What offers for two Labour Party emblems made of genuine matchsticks?

Published: January 23, 2015 at 7:49pm

What sort of person would spend time and trouble making something like this out of matchsticks? And what sort of person would buy them?

They probably have a hunting licence.

matches




34 Comments Comment

  1. Painter says:

    He wasted his talent on a party emblem? Just why?

  2. XXX says:

    Oh..I’m sure he’ll sell them.

  3. ron says:

    Sulfarina biex naghmilhom dahna.

  4. Banana republic ... again says:

    Id like to offer something: one single burning match.

  5. lo squalo says:

    Sulfarina ohra u ahraqhom!

  6. unbennant says:

    I think that they’re worth their weight in ashes.

  7. scott brown says:

    I will offer one more matchstick to burn both emblems.

  8. Fido says:

    Min? Sa llum jmissek taf! Dawk kollha b’moħħ ta’ beċċun

  9. Don Camillo says:

    Noffri sulfarina wahda.

  10. Very True says:

    Are they combustible?

  11. Candy says:

    Must have been serving time.

  12. ciccio says:

    Let’s look at the positive side of things. If he is a hunter, he will have more time to dedicate to his matchsticks hobby with a closed hunting season in the spring.

  13. Artemis says:

    They’re not worth a light.

  14. Malti ta ' Veru says:

    How about 650 euros and they can throw in Maltese citizenship FREE OF CHARGE. An irresistible offer.

  15. Joe Borg says:

    I would buy them. Then I would add just another match to both. With a flame at the end.

  16. taqattani says:

    Sbieh usjta, man – kull ma jonqosom… sulfarina.

  17. Orlando Ellul Micallef says:

    Lighter…

  18. John Higgins says:

    Burn them

  19. Carrie Erbag says:

    When the fires of judgment come, they’ll be ashes.

  20. H.P. Baxxter says:

    Tal-f*cking biza’.

  21. Arnold Layne says:

    Made out of matches? Strike ’em all, I say.

  22. Scorpio says:

    Noffru sulfarina ohra biex tahraqhom.

  23. Conservative says:

    English gentleman after a heavy night out, still sitting at the bar talking in cut-glass, crisp, Royal St. James’s, former Guards Officer accent, to friend, retired banker:

    “Did I tell you I have a new baby? My new car is an Aston Martin. Fabulous bit of kit, old bean”.

    Connie from Cospicua nudges husband Dominic and says: “Smajtu x’qal, semma l-baby Car-as-ton. X’wahda din, hekk insemmuh lil taghna, hi, Karsten Agius. U ta’ dan is-Sinjur, zgur xi habib tar-Regina, jismu Kasten Martin.”

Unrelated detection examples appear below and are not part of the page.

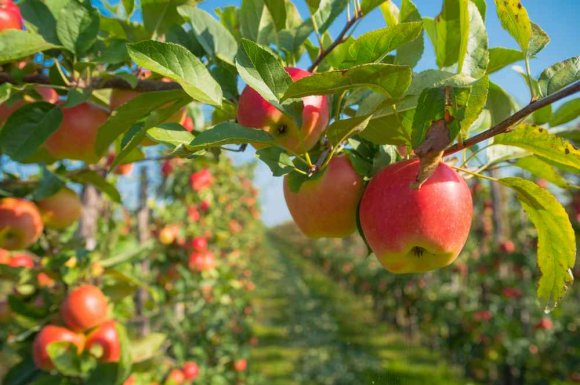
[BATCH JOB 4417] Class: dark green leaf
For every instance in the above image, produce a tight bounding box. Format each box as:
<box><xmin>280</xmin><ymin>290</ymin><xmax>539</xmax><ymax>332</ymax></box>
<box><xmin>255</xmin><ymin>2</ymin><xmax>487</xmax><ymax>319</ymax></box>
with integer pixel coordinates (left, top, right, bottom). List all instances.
<box><xmin>0</xmin><ymin>102</ymin><xmax>62</xmax><ymax>160</ymax></box>
<box><xmin>499</xmin><ymin>178</ymin><xmax>576</xmax><ymax>310</ymax></box>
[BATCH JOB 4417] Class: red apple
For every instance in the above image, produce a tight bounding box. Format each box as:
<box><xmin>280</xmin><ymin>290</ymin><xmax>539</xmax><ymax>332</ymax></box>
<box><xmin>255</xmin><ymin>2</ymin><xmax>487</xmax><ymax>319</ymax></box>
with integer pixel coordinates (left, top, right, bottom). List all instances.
<box><xmin>0</xmin><ymin>198</ymin><xmax>44</xmax><ymax>250</ymax></box>
<box><xmin>234</xmin><ymin>358</ymin><xmax>248</xmax><ymax>372</ymax></box>
<box><xmin>360</xmin><ymin>160</ymin><xmax>473</xmax><ymax>273</ymax></box>
<box><xmin>238</xmin><ymin>68</ymin><xmax>329</xmax><ymax>154</ymax></box>
<box><xmin>0</xmin><ymin>0</ymin><xmax>23</xmax><ymax>31</ymax></box>
<box><xmin>32</xmin><ymin>325</ymin><xmax>85</xmax><ymax>370</ymax></box>
<box><xmin>86</xmin><ymin>321</ymin><xmax>121</xmax><ymax>362</ymax></box>
<box><xmin>44</xmin><ymin>103</ymin><xmax>109</xmax><ymax>163</ymax></box>
<box><xmin>36</xmin><ymin>187</ymin><xmax>83</xmax><ymax>229</ymax></box>
<box><xmin>183</xmin><ymin>362</ymin><xmax>199</xmax><ymax>381</ymax></box>
<box><xmin>189</xmin><ymin>168</ymin><xmax>213</xmax><ymax>191</ymax></box>
<box><xmin>284</xmin><ymin>156</ymin><xmax>364</xmax><ymax>238</ymax></box>
<box><xmin>60</xmin><ymin>285</ymin><xmax>108</xmax><ymax>331</ymax></box>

    That was late 70s. We’re now stuck with Karsten as a mainstream-certain-area-name.

  24. Wilson says:

    Interesting kindling.

  25. Dott Abjad says:

    The Maltese Taliban Community.

  26. Kevin says:

    Jiena noffri sulfarina ohra biex intuhom in-nar.

  27. canon says:

    The mobile police station set up in Marsascala and inaugurated by ex Minister Manwel Mallia and Mrs Corduta Mallia had to be removed. It seems the blessing by the priest was in vain.

  28. Tania says:

    I love your blog and the way you updated it some time ago especially the “next post” and “previous post” buttons but I think they should change places. I hope it’s not too presumptuous of me to suggest it but the going to the next post button should be on the right and the go back to the previous post should be on the left…just feels more logical.

  29. Rumplestiltskin says:

    … or a Xarabank devotee.

  30. bob-a-job says:

    If you want to make them more realistic, just light the torches.

  31. Rosie says:

    Burn the centre and keep the frame

  32. MK says:

    My guess, Someone who has nothing better to do, with an income and free housing provided by the government.